Welcome to Module 06. In this module we're going to talk about LoRA and PEFT — two terms you'll hear constantly when people talk about fine-tuning large language models efficiently. We won't implement anything yet — that happens in Week 3. Right now I just want you to understand the core idea and why it matters. By the end of this, you should be able to explain to someone at a whiteboard why we don't always need to update every single parameter in a model.
Here's the problem. When you fine-tune a pretrained model the standard way — which is what we do in Weeks 1 and 2 — you update every single parameter. For ModernBERT-base, that's about 149 million parameters. Each one gets a gradient computed for it, each one gets optimizer state stored for it — things like momentum and variance for Adam, which actually means your optimizer is storing two extra copies of every parameter. And every time you save a checkpoint, you're saving all 149 million values to disk. That's a lot of compute, a lot of memory, and a lot of storage. And the natural question is: do we really need to update all of them? What if most of those changes are small and redundant?
The idea is surprisingly simple. What if we just froze most of the pretrained weights — literally set them to not receive gradient updates — and instead added a small number of brand new trainable parameters? If we could get nearly the same performance as full fine-tuning, we'd save enormous amounts of compute and memory. This general approach is called Parameter-Efficient Fine-Tuning, or PEFT. There are several PEFT methods out there, but the one that has become dominant in practice is called LoRA — Low-Rank Adaptation. It's what we'll use in Week 3, and it's what everyone in industry is using right now.

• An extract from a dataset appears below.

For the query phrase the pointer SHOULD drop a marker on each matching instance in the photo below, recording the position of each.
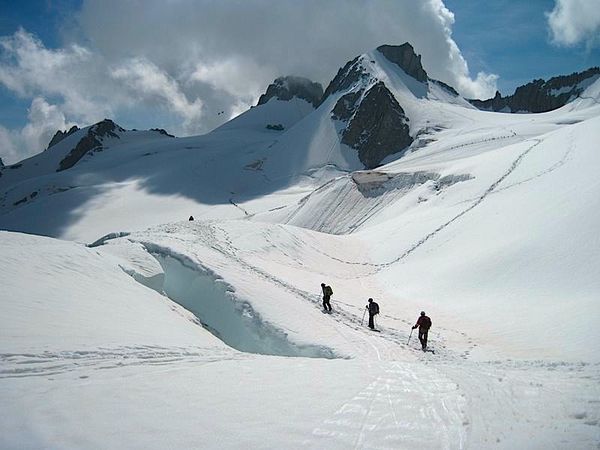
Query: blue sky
(511, 38)
(149, 63)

Here's how LoRA works conceptually. Think of the pretrained model as a textbook. It's full of knowledge learned during pretraining. In standard fine-tuning, you'd be rewriting pages of that textbook — changing every weight. With LoRA, you leave the textbook alone and instead attach small sticky notes that say "adjust this part slightly for our specific task." Technically, what LoRA does is add two small matrices alongside each target weight matrix. These two small matrices multiply together to produce an adjustment that gets added to the original frozen weight. The key insight is that these matrices have a very low rank — that's the "Low-Rank" in LoRA. So instead of a 768-by-768 matrix with nearly 600,000 parameters, you have a 768-by-8 and an 8-by-768 — about 12,000 parameters total. That's 48 times fewer parameters per layer.

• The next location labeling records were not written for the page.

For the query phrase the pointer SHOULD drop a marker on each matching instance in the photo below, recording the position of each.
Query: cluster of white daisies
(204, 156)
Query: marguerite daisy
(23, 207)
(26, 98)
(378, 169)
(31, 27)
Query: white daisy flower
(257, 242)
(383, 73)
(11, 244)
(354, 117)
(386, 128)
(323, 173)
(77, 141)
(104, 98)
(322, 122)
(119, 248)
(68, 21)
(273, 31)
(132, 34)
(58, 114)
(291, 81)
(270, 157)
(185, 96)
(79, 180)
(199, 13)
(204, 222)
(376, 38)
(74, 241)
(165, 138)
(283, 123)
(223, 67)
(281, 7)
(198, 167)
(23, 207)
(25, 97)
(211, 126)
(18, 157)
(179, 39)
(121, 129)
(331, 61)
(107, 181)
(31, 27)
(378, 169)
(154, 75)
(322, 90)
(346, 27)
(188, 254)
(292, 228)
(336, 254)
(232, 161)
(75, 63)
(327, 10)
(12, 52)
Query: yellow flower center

Let's put real numbers on this. With full fine-tuning of ModernBERT-base, you're training about 149 million parameters and your optimizer alone needs about 1.2 gigabytes of memory. With LoRA using a rank of 8, you're training roughly 1 to 2 million parameters — the exact number depends on which layers you target — and your optimizer needs maybe 16 megabytes. Your checkpoints shrink from around 600 megabytes to about 8 megabytes. That's a massive difference. And the base model is identical — same architecture, same pretrained knowledge. You're just changing how much of it you adapt for your specific task. You'll compute the exact numbers yourself in the notebook.

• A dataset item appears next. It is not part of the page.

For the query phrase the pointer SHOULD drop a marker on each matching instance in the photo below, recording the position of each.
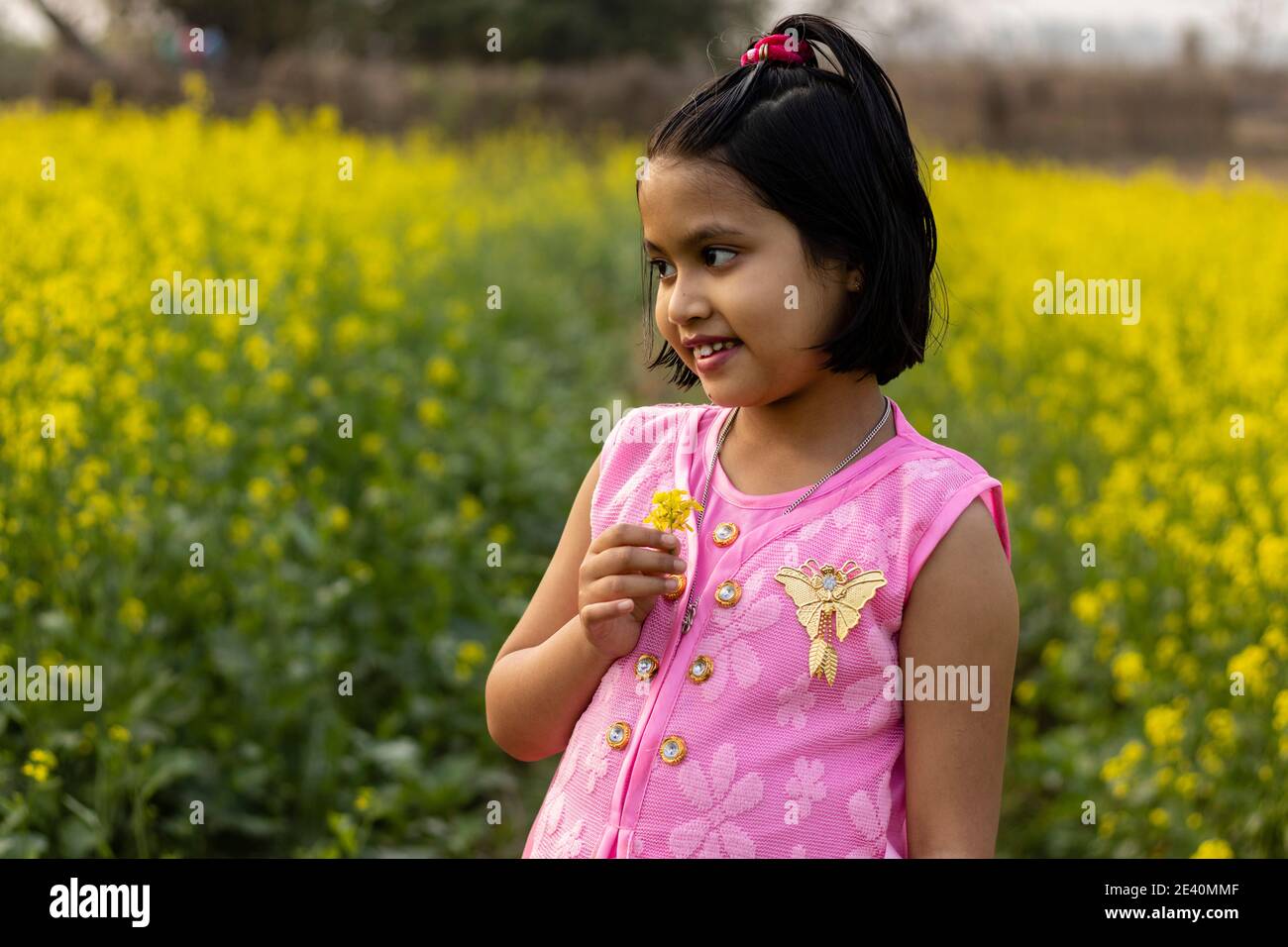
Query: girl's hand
(623, 573)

Now, LoRA is not magic. It's a trade-off, and you should understand both sides. On the plus side, training is faster because you're computing gradients for far fewer parameters. Checkpoints are tiny. You use less GPU memory. And here's a nice bonus — you can keep one base model and swap in different LoRA adapters for different tasks. That's really useful in production. On the minus side, you might lose a small amount of quality compared to full fine-tuning. How much depends entirely on the task. For many tasks, the difference is negligible. For some, it matters. You also have new hyperparameters to choose — the rank, which modules to target, the learning rate. And for some tasks, especially when you have plenty of compute, full fine-tuning still gives better results. The right answer depends on your constraints. In this course, we'll try both approaches and compare them directly.
In Week 3, you'll actually implement all of this. You'll take the same ModernBERT-base model you used in Weeks 1 and 2, apply LoRA adapters, fine-tune it on complaint classification, and directly compare the results against full fine-tuning. You'll see how the macro F1 compares, how fast training runs, and how big the checkpoints are. But that's Week 3. For now, I just want the concept to click. Freeze the pretrained weights. Add small trainable matrices alongside them. Train only those small matrices. That's LoRA. Go run the notebook — it takes about a minute on CPU — and you'll see the exact parameter counts that make this all concrete.
Let me recap. Full fine-tuning updates every parameter in the model — it works, but it's expensive. PEFT methods like LoRA take a smarter approach: freeze most of the pretrained weights and only train a small number of new parameters. LoRA specifically adds pairs of small matrices alongside the frozen layers. The parameter reduction is dramatic — we go from 149 million trainable parameters down to about 1 to 2 million. There are trade-offs — you might lose a tiny bit of quality — but for many tasks the difference is negligible and the savings are enormous. You'll implement LoRA yourself in Week 3 and see how it compares to full fine-tuning. For now, go run the notebook. It takes a minute on CPU, no GPU needed, and you'll see exactly what happens to the parameter counts when you apply LoRA. See you in Module 7.